When importing, however, border controls of the EU show that the European limits for mycotoxins in food and feed are not always met. It is not uncommon that exceedances of aflatoxin B/G and ochratoxin A are followed by rejections of the commodities.
One for Both: Aflatoxins B/G and Ochratoxin A
Immunoaffinity Columns for the Clean-up of Mycotoxins
Aflatoxins B/G and ochratoxin A are often found combined in food and feed. The immunoaffinity columns Afla-OtaCLEAN from LCTech allow the simultaneous clean-up of both mycotoxins. The working mode is based on the principles of immunoaffinity. The material within the columns is covered with antibodies which are directed against aflatoxins B/G and against ochratoxin A. Upon application of a crude extract onto the column, the toxins are retained, whereas the remaining matrix components pass through the column. After a washing step, the aflatoxins and ochratoxin A can be eluted quantitatively from the column with methanol and subsequently measured with HPLC.

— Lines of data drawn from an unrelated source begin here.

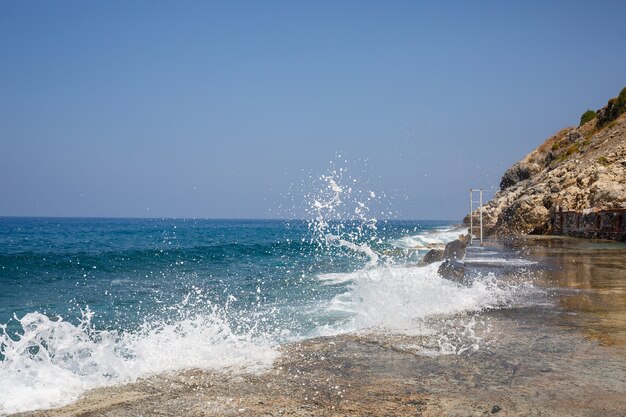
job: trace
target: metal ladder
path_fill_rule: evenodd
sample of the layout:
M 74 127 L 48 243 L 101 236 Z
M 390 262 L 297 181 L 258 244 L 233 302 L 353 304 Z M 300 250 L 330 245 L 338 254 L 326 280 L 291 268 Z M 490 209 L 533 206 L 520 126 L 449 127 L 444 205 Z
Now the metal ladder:
M 478 201 L 474 200 L 474 193 L 478 193 Z M 474 204 L 478 203 L 478 207 Z M 474 209 L 478 209 L 479 225 L 474 226 Z M 470 188 L 470 245 L 474 244 L 474 229 L 479 229 L 480 244 L 483 243 L 483 189 Z

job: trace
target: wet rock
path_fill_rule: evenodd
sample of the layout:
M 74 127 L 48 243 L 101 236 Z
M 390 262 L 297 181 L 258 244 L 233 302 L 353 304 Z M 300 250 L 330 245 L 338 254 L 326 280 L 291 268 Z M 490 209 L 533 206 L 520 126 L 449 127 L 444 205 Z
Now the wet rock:
M 457 284 L 466 284 L 465 265 L 461 262 L 446 259 L 441 265 L 439 265 L 437 273 L 441 276 L 441 278 L 456 282 Z
M 468 239 L 466 237 L 449 242 L 443 250 L 443 259 L 463 259 Z
M 426 253 L 426 255 L 424 255 L 419 264 L 430 265 L 432 263 L 442 261 L 443 253 L 444 251 L 442 249 L 431 249 Z

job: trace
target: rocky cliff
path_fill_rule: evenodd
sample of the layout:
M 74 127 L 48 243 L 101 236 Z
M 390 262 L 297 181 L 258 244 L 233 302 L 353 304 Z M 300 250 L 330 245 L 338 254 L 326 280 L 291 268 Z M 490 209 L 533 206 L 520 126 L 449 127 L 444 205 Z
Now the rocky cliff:
M 626 208 L 626 88 L 509 168 L 483 222 L 487 234 L 547 234 L 557 211 L 614 208 Z

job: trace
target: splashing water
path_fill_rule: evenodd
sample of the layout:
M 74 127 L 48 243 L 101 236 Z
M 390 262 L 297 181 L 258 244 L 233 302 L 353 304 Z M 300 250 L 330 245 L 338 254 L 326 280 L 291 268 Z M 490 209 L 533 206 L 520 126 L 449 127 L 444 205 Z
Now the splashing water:
M 277 356 L 275 342 L 254 329 L 235 332 L 227 308 L 146 322 L 135 332 L 96 330 L 93 313 L 78 325 L 28 313 L 23 334 L 0 327 L 0 414 L 55 407 L 86 390 L 189 368 L 259 372 Z
M 463 287 L 437 264 L 408 267 L 460 230 L 376 219 L 384 193 L 361 188 L 333 164 L 305 195 L 302 222 L 20 220 L 31 234 L 11 245 L 3 236 L 19 233 L 0 222 L 0 414 L 168 371 L 259 372 L 280 344 L 320 335 L 424 336 L 415 349 L 432 355 L 484 346 L 481 311 L 527 288 L 493 275 Z M 37 246 L 42 228 L 54 238 Z M 79 300 L 97 314 L 72 315 Z
M 358 190 L 358 180 L 345 168 L 331 168 L 318 182 L 316 191 L 307 196 L 311 200 L 307 209 L 311 242 L 322 250 L 339 247 L 365 255 L 370 268 L 378 265 L 381 255 L 370 246 L 381 242 L 376 234 L 378 221 L 369 216 L 376 193 Z M 342 182 L 349 184 L 340 185 Z

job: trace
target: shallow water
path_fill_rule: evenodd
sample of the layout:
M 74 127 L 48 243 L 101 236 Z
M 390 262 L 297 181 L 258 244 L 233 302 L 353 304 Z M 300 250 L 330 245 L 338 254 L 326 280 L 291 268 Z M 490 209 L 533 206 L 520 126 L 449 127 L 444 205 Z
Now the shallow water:
M 413 334 L 379 327 L 289 343 L 261 374 L 161 374 L 27 415 L 621 417 L 626 415 L 626 345 L 615 335 L 626 321 L 617 314 L 605 325 L 603 317 L 613 308 L 623 311 L 624 276 L 608 265 L 623 260 L 626 248 L 595 243 L 488 242 L 493 256 L 534 262 L 525 267 L 481 264 L 469 271 L 490 268 L 502 281 L 534 277 L 530 298 L 507 308 L 432 316 L 415 322 Z M 607 248 L 611 252 L 605 257 Z M 586 262 L 582 271 L 607 275 L 601 280 L 577 275 L 569 264 L 580 259 Z M 581 297 L 580 287 L 588 303 L 564 302 Z M 480 347 L 432 354 L 443 336 L 456 338 L 450 340 L 454 346 L 473 341 Z

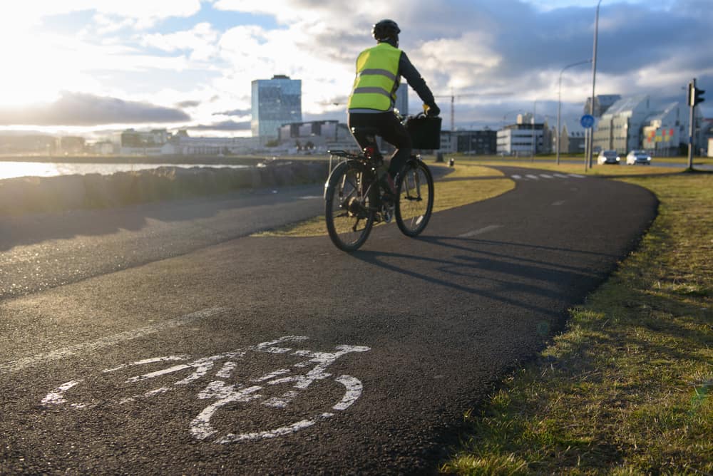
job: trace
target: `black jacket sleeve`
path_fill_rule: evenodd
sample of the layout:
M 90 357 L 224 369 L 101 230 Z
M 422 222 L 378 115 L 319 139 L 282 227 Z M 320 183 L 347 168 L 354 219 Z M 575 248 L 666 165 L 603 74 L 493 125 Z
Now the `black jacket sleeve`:
M 401 51 L 401 58 L 399 59 L 399 74 L 406 79 L 406 83 L 414 88 L 424 104 L 429 106 L 436 104 L 434 93 L 431 92 L 429 86 L 426 84 L 426 81 L 421 77 L 421 74 L 411 64 L 409 57 L 404 51 Z

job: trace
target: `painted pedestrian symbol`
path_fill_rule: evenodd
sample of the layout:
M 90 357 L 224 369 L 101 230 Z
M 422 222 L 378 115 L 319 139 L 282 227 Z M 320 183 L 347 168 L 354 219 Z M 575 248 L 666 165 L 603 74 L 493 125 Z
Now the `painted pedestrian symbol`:
M 334 376 L 327 371 L 343 356 L 366 352 L 369 347 L 337 346 L 333 351 L 319 352 L 282 346 L 307 339 L 304 336 L 286 336 L 244 349 L 193 360 L 183 355 L 140 360 L 106 369 L 101 377 L 106 380 L 125 376 L 127 372 L 130 375 L 137 368 L 153 368 L 165 363 L 171 365 L 113 382 L 115 387 L 143 387 L 143 391 L 138 393 L 110 398 L 102 395 L 86 399 L 88 392 L 91 394 L 93 381 L 87 378 L 63 383 L 49 392 L 41 403 L 46 408 L 63 407 L 78 411 L 107 405 L 127 405 L 185 390 L 206 379 L 207 376 L 213 376 L 207 384 L 198 387 L 200 390 L 197 395 L 194 394 L 199 400 L 207 400 L 209 404 L 190 421 L 188 430 L 193 438 L 229 443 L 284 436 L 346 410 L 361 395 L 363 390 L 359 379 L 349 375 Z M 253 378 L 240 375 L 246 362 L 260 356 L 297 361 Z M 168 376 L 180 376 L 178 381 L 170 378 L 171 381 L 165 381 Z M 155 386 L 157 383 L 158 386 Z M 83 387 L 86 388 L 83 393 L 80 391 Z M 314 395 L 318 395 L 317 402 Z M 279 423 L 261 428 L 260 418 L 255 421 L 255 415 L 260 414 L 256 408 L 270 413 L 265 420 Z M 220 411 L 241 409 L 245 410 L 242 414 L 240 411 Z

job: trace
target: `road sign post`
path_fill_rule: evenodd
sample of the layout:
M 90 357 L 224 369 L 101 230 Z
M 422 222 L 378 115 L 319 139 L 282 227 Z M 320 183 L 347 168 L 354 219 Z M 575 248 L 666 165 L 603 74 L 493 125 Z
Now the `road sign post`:
M 580 124 L 582 127 L 587 130 L 587 138 L 588 139 L 589 147 L 591 149 L 594 148 L 594 116 L 591 114 L 585 114 L 580 119 Z M 591 154 L 592 150 L 590 150 L 588 153 Z M 587 162 L 588 162 L 588 152 L 585 152 L 584 155 L 584 171 L 587 172 Z

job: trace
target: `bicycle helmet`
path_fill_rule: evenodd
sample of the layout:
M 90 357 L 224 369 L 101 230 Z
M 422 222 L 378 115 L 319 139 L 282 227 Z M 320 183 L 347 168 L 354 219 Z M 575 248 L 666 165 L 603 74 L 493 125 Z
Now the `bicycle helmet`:
M 381 20 L 371 27 L 371 36 L 377 41 L 383 41 L 390 38 L 398 40 L 399 33 L 401 29 L 394 20 Z

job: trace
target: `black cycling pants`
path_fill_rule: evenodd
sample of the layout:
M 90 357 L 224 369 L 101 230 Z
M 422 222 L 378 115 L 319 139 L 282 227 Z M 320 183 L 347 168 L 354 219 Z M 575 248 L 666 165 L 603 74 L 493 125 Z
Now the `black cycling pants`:
M 369 144 L 363 135 L 358 133 L 354 134 L 354 128 L 376 128 L 378 131 L 376 135 L 396 148 L 391 157 L 391 162 L 389 165 L 389 173 L 392 178 L 396 177 L 406 164 L 406 161 L 411 157 L 411 136 L 393 112 L 349 114 L 347 125 L 362 150 Z

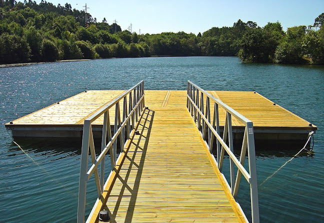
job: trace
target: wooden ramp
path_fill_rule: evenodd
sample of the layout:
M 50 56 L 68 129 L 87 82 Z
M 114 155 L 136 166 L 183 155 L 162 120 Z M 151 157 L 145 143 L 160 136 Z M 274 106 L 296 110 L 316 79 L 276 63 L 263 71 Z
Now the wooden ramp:
M 90 222 L 102 209 L 111 222 L 246 221 L 178 96 L 145 110 Z

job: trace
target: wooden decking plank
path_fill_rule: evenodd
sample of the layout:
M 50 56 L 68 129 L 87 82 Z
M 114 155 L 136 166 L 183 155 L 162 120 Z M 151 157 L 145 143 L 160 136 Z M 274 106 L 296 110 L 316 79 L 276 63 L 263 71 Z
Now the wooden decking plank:
M 172 92 L 169 102 L 172 96 Z M 152 119 L 140 125 L 141 135 L 130 144 L 114 186 L 108 186 L 112 188 L 102 208 L 109 210 L 110 221 L 242 220 L 186 109 L 166 105 L 151 109 Z M 183 120 L 180 128 L 172 124 L 179 119 Z M 96 209 L 92 222 L 98 221 Z
M 84 120 L 114 98 L 122 94 L 124 90 L 88 91 L 82 92 L 70 98 L 54 104 L 40 110 L 14 121 L 14 124 L 6 123 L 6 127 L 82 127 Z M 222 101 L 254 122 L 256 128 L 264 129 L 281 128 L 284 129 L 316 130 L 316 126 L 308 126 L 310 123 L 282 108 L 258 93 L 254 92 L 233 92 L 208 91 L 212 95 Z M 186 91 L 146 90 L 145 101 L 146 106 L 157 108 L 184 107 L 186 104 Z M 206 102 L 206 98 L 205 102 Z M 120 103 L 122 110 L 123 102 Z M 210 100 L 210 111 L 214 112 L 214 102 Z M 114 119 L 114 109 L 110 111 L 110 122 Z M 224 126 L 226 112 L 220 108 L 220 124 Z M 176 115 L 176 116 L 174 116 Z M 175 119 L 175 117 L 178 117 Z M 162 114 L 156 117 L 156 122 L 166 123 L 165 120 L 173 120 L 172 124 L 178 125 L 178 131 L 184 127 L 182 122 L 184 120 L 180 116 L 172 114 L 170 117 Z M 94 122 L 94 124 L 102 125 L 103 117 Z M 233 127 L 242 127 L 243 124 L 232 117 Z M 184 123 L 186 124 L 186 123 Z M 163 128 L 159 130 L 162 131 Z

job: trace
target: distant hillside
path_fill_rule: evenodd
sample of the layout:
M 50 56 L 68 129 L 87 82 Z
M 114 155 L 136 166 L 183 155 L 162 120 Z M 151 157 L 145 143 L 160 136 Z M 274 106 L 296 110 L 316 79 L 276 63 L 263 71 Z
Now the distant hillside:
M 278 22 L 260 28 L 238 20 L 232 27 L 214 27 L 197 36 L 138 35 L 86 16 L 86 21 L 84 12 L 68 3 L 0 0 L 0 64 L 156 55 L 324 64 L 324 13 L 316 19 L 315 29 L 300 26 L 284 32 Z

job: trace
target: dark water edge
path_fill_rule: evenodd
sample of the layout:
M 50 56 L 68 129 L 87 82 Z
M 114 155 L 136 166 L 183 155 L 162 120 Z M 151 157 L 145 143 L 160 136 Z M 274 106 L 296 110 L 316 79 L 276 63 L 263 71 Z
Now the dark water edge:
M 261 222 L 324 221 L 323 66 L 182 57 L 2 68 L 1 123 L 86 90 L 127 89 L 140 80 L 145 80 L 148 90 L 185 90 L 190 80 L 206 90 L 256 91 L 316 125 L 314 153 L 300 154 L 270 178 L 298 151 L 280 144 L 257 150 L 260 215 Z M 27 140 L 18 143 L 22 151 L 12 143 L 4 125 L 0 133 L 0 222 L 75 221 L 80 143 Z M 106 160 L 108 172 L 108 157 Z M 224 170 L 228 166 L 226 163 Z M 238 201 L 248 217 L 250 190 L 247 183 L 242 183 Z M 88 213 L 96 193 L 93 178 L 87 189 Z

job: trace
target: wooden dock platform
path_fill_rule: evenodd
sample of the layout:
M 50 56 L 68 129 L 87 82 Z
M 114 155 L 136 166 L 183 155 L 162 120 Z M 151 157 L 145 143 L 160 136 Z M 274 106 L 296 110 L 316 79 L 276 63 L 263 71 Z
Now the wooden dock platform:
M 145 110 L 139 135 L 122 154 L 104 201 L 88 222 L 102 222 L 102 209 L 110 222 L 246 222 L 186 107 L 156 102 Z
M 83 122 L 92 114 L 124 91 L 90 90 L 82 92 L 39 111 L 6 123 L 14 137 L 76 137 L 82 136 Z M 154 107 L 184 108 L 186 91 L 145 90 L 146 104 Z M 254 92 L 208 91 L 254 123 L 256 139 L 300 140 L 317 129 L 302 118 Z M 122 110 L 122 102 L 120 103 Z M 214 107 L 211 106 L 214 111 Z M 114 111 L 110 111 L 114 119 Z M 226 112 L 219 112 L 221 130 Z M 101 131 L 103 117 L 92 123 L 94 129 Z M 232 118 L 235 133 L 244 131 L 244 125 Z M 114 119 L 112 120 L 114 123 Z M 94 132 L 96 132 L 96 131 Z M 95 136 L 98 136 L 94 133 Z
M 144 91 L 143 81 L 127 91 L 87 91 L 6 126 L 14 137 L 82 138 L 78 223 L 84 222 L 92 174 L 98 199 L 87 222 L 104 221 L 106 211 L 113 222 L 247 222 L 236 200 L 245 178 L 252 222 L 258 223 L 254 136 L 304 140 L 316 129 L 256 92 L 207 92 L 189 81 L 186 91 Z M 230 179 L 222 173 L 224 159 Z

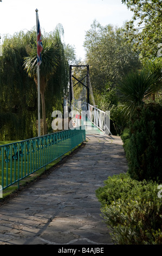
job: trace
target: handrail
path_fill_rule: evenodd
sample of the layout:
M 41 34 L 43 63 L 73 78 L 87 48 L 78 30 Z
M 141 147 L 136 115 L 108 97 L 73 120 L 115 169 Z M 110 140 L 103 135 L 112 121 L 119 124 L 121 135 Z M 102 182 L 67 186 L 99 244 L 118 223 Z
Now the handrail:
M 86 140 L 82 126 L 0 146 L 3 190 L 46 167 Z

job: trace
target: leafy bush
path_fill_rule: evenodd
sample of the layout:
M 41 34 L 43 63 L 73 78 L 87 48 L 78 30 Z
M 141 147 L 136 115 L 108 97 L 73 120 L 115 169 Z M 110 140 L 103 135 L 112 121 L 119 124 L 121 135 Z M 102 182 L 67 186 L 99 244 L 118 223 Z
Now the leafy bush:
M 158 184 L 138 181 L 128 174 L 109 176 L 105 184 L 96 195 L 115 243 L 161 244 L 162 202 L 158 197 Z
M 137 108 L 131 119 L 131 136 L 121 136 L 131 177 L 162 182 L 162 106 Z

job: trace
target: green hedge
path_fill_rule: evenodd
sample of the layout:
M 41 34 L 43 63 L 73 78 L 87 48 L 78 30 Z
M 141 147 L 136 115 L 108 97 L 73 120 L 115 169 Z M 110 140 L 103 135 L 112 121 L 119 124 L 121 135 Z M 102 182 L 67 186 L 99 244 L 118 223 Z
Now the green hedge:
M 105 184 L 96 195 L 114 242 L 161 244 L 162 199 L 158 197 L 158 184 L 138 181 L 128 174 L 109 177 Z
M 131 177 L 162 182 L 162 106 L 138 107 L 121 138 Z

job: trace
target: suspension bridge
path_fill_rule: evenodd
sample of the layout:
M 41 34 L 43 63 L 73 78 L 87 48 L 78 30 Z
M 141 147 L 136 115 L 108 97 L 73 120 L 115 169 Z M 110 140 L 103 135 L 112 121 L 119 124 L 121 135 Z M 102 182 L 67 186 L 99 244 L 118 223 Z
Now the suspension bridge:
M 112 243 L 95 190 L 127 166 L 120 138 L 109 130 L 109 113 L 90 104 L 87 81 L 77 81 L 85 84 L 87 101 L 83 95 L 75 100 L 70 82 L 75 128 L 0 146 L 2 191 L 15 185 L 20 188 L 0 201 L 0 244 Z M 59 159 L 36 182 L 21 186 L 25 178 Z

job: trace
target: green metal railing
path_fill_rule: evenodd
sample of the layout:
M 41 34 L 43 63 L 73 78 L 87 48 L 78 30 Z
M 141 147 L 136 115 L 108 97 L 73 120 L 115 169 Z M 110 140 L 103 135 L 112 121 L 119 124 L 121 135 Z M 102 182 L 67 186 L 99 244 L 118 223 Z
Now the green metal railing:
M 4 190 L 72 150 L 86 140 L 83 126 L 0 146 Z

The Afla-OtaCLEAN columns can be operated manually or automated, for example with the LCTech robotic system FREESTYLE SPE. Besides the immunoaffinity columns LCTech also offers columns for other SPE applications, such as the DONeX columns for the analysis of deoxynivalenol, the BioteX columns for the analysis of biotin/vitamin B7 or the Elufix florisil ready-to-use glass columns (filled and unfilled) for the H53-method.
Protocol of Processing
Homogenise 10 g of chickpeas and add 1 g of sodium chloride. Extract the sample through 50 mL methanol/water (80/20 (v/v)) and 25 mL n-hexane in order to remove fat and oils. The extraction should be conducted for 10 minutes.
Filtrate the raw extract and dilute 2 mL with 12 mL PBS (contains 8 % Tween). Load the sample onto the immunoaffinity column Afla-OtaCLEAN. Wash the sample reservoir afterwards with 2 x 5 mL deionised water and load this solution on the IAC-column, too.
Dry the column by flushing air through it and elute the toxins afterwards with 2 mL methanol. Keep in mind that the column bed is incubated with methanol for at least 5 minutes in order to ensure the complete denaturation of the antibody.
Dilute the sample to eluent conditions and measure it afterwards via HPLC with fluorescence detection or LC-MS.